Farro Risotto with Shrimp

Farro Risotto with Shrimp
Photo: Bryan Gardner
Prep Time:
1 hrs
Total Time:
1 hrs


  • 2 cups low-sodium chicken broth

  • 2 tablespoons extra-virgin olive oil

  • 4 scallions, white and green parts separated and thinly sliced

  • 1 ½ cups pearled farro

  • ½ cup dry white wine, such as Sauvignon Blanc

  • 1 pound medium shrimp, peeled and deveined

  • 1 cup frozen peas, thawed

  • ¼ cup finely grated Parmesan

  • ¼ cup finely chopped fresh herbs, such as tarragon, chives, basil, flat-leaf parsley, or chervil, plus small whole leaves for serving

  • Coarse salt and freshly ground pepper


  1. Bring broth and 2 cups water to a simmer in a medium saucepan. Heat oil in another medium saucepan over medium. Add scallion whites and cook, stirring frequently, until translucent, about 2 minutes. Add farro; cook, stirring constantly, until toasted, about 2 minutes. Add wine and cook, stirring, until absorbed.
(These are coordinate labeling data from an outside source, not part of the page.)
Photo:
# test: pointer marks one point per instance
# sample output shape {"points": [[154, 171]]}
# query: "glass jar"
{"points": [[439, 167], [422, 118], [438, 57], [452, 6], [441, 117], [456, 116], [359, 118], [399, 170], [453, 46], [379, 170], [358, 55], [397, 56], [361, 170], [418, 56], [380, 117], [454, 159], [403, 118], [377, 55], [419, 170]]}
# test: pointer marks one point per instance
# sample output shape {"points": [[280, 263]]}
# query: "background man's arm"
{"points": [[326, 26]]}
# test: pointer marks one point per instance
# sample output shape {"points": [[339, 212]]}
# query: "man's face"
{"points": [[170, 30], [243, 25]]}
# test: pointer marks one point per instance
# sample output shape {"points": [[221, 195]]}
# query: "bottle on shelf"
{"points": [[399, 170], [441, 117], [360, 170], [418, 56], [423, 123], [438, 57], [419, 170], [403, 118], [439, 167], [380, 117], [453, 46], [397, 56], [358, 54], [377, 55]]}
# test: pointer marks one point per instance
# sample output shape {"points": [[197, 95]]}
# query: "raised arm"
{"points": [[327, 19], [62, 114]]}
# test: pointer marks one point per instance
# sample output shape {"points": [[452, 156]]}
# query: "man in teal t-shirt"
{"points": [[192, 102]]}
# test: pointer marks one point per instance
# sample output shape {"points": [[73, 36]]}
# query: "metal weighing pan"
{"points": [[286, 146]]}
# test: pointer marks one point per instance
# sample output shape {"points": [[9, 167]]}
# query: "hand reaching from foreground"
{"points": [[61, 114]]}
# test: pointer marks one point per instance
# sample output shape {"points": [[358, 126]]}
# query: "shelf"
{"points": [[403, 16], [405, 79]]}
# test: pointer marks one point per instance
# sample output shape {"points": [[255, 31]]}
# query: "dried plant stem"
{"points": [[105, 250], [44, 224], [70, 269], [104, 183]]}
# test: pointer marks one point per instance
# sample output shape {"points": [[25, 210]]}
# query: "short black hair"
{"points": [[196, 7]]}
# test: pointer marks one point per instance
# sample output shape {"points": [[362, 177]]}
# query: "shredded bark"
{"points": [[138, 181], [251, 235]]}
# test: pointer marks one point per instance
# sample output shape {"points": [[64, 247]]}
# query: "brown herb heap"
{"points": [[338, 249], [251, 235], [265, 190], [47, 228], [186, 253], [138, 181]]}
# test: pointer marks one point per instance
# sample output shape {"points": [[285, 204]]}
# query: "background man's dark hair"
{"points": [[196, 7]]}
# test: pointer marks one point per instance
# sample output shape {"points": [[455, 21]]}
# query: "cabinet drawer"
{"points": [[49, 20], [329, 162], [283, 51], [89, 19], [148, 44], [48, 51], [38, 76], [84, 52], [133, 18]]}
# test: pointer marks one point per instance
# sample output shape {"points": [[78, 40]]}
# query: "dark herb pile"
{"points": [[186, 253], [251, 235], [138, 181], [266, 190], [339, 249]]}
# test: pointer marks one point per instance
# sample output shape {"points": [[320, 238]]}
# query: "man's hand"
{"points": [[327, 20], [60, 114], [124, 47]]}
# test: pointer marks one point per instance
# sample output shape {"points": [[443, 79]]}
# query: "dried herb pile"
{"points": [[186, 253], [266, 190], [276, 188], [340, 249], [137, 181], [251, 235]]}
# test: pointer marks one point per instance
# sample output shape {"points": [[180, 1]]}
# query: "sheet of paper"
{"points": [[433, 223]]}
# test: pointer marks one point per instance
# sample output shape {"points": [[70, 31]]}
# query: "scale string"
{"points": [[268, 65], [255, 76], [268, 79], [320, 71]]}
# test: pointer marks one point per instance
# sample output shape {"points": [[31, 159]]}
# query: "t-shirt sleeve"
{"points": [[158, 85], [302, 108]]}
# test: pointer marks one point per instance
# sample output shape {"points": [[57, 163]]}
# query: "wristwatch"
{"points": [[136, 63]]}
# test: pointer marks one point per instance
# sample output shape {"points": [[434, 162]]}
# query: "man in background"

  2. Add 1/2 cup broth mixture and cook, stirring, until liquid is absorbed. Continue adding broth in this manner, 1/2 cup at a time, until farro is tender but still slightly firm, about 30 minutes. (You may not need all of broth.) Stir in shrimp and peas and cook until shrimp are opaque, 2 to 3 minutes. Remove from heat; stir in cheese, scallion greens, and chopped herbs. Season with salt and pepper. Divide among bowls, top with herb leaves, and serve.